YENİ ANAYASA ÇALIŞMALARI

- Devlet bey kendi hazırlıklarını bana daha önce gönderdi. Ben de bu çalışmayı yürüten arkadaşlarıma ve bu işin başındaki arkadaşımıza o çalışma taslağını verdim.

- Arkadaşlarımız da onunla birlikte çalışmalarını yaptılar. Biz de çalışmamızı belli bir noktaya getirdik.

- Nihai noktaya gelince çıkan neticeyi sayın Bahçeli’ye takdim edeceğim. Onların da incelemesinden sonraki durumu tekrar değerlendirmeye alacağız.

ERKEN SEÇİM İDDİALARINA CEVAP

- Bunları artık biz unuttuk. Artık hedef Haziran 2023. Muhalefetin başka işi gücü yok, sürekli bunlarla meşgul oluyor ve netice alacağını zannediyor. Bırakın da işinize bakın.

- Ülkenin kalkınmasına bir katkınız var mı? Bunları söyleyin. Bunlarda böyle bir dert yok.

- Erken seçim olup da bunlar netice alacaklarından değil, hedef saptırmaktan başka bir şey değil bunlar. Bu ülke artık açıklanan yol haritasını değiştirmek isteyenlere fırsat vermeyecek.

- Bizim öğrencilik yıllarından öğrendiğimiz tekerleme var, "Benim oğlum bina okur, döner döner yine okur." Bunların söylediği bu.

SEÇİM KANUNUNDA BİR DEĞİŞİKLİK SÖZ KONUSU MU?

- Hayati Bey'in riyasetinde bir ekip MHP'den ekiple görüşmelerini yaptılar. Bu çalışmalarına ben de baktım. Son çalışmalarını yapıyorlar, o çalışmadan sonra Sayın Genel Başkan ile gelinen noktayı müzakere etme imkanımız olacak.

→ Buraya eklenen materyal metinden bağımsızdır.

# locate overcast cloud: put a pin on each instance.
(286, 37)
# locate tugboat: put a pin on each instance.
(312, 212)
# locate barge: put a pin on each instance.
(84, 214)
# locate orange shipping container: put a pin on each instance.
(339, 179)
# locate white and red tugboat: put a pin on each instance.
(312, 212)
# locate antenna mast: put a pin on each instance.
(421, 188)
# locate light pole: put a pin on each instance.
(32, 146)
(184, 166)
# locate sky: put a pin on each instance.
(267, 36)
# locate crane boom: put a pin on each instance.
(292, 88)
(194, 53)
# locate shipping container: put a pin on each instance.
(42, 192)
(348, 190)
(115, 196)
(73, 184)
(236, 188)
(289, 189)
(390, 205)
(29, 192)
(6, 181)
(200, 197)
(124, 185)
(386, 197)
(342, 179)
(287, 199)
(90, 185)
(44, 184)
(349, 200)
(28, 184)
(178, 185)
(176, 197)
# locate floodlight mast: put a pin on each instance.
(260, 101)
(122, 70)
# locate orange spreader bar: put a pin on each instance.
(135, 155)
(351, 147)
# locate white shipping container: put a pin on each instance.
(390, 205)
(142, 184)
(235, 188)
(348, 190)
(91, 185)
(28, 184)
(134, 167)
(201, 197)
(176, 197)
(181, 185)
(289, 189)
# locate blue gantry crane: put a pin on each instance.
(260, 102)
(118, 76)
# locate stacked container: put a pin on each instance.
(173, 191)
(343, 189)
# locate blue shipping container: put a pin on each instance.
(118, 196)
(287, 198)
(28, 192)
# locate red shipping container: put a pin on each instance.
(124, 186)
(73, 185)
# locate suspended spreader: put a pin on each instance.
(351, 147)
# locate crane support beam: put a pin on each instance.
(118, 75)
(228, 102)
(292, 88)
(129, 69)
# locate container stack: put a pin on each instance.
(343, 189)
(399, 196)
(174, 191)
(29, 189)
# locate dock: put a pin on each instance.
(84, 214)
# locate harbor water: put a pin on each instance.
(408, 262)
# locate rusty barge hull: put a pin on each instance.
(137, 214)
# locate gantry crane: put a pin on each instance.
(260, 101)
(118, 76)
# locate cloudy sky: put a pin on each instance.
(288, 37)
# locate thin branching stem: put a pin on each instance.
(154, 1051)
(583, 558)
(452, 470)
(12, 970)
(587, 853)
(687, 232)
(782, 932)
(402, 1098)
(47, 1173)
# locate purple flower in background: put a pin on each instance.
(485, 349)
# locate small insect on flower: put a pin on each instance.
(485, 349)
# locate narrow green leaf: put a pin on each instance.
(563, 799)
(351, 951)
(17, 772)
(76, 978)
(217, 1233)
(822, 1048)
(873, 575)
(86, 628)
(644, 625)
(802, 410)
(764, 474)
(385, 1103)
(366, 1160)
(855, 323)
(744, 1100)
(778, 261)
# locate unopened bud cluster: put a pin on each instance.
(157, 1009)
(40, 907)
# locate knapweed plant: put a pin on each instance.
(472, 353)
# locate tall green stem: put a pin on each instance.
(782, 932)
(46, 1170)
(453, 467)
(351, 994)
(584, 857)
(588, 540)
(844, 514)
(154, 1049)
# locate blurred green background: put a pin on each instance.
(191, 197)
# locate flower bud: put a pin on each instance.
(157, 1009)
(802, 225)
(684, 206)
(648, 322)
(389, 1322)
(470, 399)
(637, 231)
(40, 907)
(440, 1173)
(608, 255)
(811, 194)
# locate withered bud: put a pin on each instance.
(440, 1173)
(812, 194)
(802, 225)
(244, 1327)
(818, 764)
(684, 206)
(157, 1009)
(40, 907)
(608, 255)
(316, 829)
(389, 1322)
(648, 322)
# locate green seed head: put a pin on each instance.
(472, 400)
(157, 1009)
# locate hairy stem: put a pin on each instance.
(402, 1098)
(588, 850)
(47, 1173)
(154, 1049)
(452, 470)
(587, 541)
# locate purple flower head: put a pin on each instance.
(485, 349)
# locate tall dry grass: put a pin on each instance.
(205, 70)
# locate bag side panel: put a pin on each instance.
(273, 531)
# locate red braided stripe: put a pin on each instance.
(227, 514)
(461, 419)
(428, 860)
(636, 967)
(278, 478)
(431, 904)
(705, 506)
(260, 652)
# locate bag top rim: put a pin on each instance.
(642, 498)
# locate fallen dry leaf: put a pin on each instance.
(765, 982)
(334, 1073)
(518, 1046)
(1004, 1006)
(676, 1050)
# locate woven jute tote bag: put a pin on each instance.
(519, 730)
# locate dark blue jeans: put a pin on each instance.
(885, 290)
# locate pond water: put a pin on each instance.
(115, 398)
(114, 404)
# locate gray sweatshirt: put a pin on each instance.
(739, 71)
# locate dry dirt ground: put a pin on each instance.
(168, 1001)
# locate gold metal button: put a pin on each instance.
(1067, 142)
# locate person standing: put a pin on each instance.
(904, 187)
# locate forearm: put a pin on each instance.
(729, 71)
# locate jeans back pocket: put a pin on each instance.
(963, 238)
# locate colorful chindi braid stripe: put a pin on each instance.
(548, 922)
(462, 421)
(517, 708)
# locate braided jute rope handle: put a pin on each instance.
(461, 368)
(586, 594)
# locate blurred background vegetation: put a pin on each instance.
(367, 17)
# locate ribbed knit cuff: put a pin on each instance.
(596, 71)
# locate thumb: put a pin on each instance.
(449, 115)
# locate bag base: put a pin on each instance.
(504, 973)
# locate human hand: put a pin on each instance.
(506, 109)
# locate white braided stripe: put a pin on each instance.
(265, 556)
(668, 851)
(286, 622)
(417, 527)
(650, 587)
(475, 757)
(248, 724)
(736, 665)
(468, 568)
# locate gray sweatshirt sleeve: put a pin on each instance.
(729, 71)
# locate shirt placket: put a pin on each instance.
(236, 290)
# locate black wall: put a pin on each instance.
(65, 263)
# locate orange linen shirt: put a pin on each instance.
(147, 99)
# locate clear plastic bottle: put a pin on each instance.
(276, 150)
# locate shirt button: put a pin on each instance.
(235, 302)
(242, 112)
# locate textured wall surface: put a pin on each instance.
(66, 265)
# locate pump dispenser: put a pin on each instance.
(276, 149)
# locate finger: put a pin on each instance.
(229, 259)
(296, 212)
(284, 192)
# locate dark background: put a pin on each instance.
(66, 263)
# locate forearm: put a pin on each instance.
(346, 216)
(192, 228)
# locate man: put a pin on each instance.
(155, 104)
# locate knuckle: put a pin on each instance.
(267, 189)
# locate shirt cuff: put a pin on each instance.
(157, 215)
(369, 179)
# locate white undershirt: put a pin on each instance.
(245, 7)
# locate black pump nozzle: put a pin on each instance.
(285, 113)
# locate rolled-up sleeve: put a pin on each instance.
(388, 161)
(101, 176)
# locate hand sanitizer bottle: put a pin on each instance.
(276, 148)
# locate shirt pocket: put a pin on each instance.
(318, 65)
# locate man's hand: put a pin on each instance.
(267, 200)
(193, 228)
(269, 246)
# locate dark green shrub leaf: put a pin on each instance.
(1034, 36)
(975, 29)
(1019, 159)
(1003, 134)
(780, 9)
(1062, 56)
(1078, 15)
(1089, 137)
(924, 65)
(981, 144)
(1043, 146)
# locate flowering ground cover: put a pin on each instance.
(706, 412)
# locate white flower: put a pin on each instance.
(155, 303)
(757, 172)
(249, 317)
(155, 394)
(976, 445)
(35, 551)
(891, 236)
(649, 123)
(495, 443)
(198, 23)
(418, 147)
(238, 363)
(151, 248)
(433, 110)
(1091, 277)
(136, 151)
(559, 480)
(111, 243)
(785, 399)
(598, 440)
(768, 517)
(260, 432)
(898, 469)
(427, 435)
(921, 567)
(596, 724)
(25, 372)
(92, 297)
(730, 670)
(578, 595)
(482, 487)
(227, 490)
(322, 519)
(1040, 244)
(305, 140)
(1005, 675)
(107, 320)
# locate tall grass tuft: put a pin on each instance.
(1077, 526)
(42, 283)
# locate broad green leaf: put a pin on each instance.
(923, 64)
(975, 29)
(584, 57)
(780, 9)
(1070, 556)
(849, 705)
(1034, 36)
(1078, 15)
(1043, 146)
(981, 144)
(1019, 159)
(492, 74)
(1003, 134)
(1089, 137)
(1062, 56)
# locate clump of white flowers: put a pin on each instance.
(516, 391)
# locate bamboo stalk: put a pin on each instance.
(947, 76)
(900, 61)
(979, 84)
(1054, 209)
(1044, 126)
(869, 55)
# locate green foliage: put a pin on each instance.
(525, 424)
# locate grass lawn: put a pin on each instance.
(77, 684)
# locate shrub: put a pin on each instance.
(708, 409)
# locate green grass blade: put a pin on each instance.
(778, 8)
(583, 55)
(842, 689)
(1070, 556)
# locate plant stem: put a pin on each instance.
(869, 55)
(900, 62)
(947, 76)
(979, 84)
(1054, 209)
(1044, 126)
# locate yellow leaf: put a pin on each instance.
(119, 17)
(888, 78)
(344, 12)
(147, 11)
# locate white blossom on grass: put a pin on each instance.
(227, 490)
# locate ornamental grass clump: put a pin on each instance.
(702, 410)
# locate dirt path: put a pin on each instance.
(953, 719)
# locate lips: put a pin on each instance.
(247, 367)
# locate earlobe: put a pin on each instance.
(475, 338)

"TOPLU İĞNE ÜRETEMEZKEN BUGÜNKÜ HALE GELDİK"

Ankara'da 26 fabrikanın açılışının yapıldığı programda Melek Tuğ isimli bir kaynak ustası kadının konuşması ekrana getirilerek hatırlatılmasından sonra Cumhurbaşkanı Erdoğan, "Melek Hanım o fabrikada kaynakta ustabaşı. Artık üniversiteyi de bitirmesi lazım. Bu azimle üniversiteyi de bitirir. Patronun Melek'ten memnun olması, onu orada önde bir yer vermiş olması kadının geldiği yeri göstermesi bakımından çok önemli. Kadınımızı hor görmek, onların ilim tahsilinde, mevki makam sahibi olmasına engel olmak kimseye bir şey kazandırmaz" dedi.

Erdoğan, "Türkiye toplu iğne üretemeyen bir ülkeydi. Biz toplu iğne üretemezken bugünkü hale geldik" diye konuştu.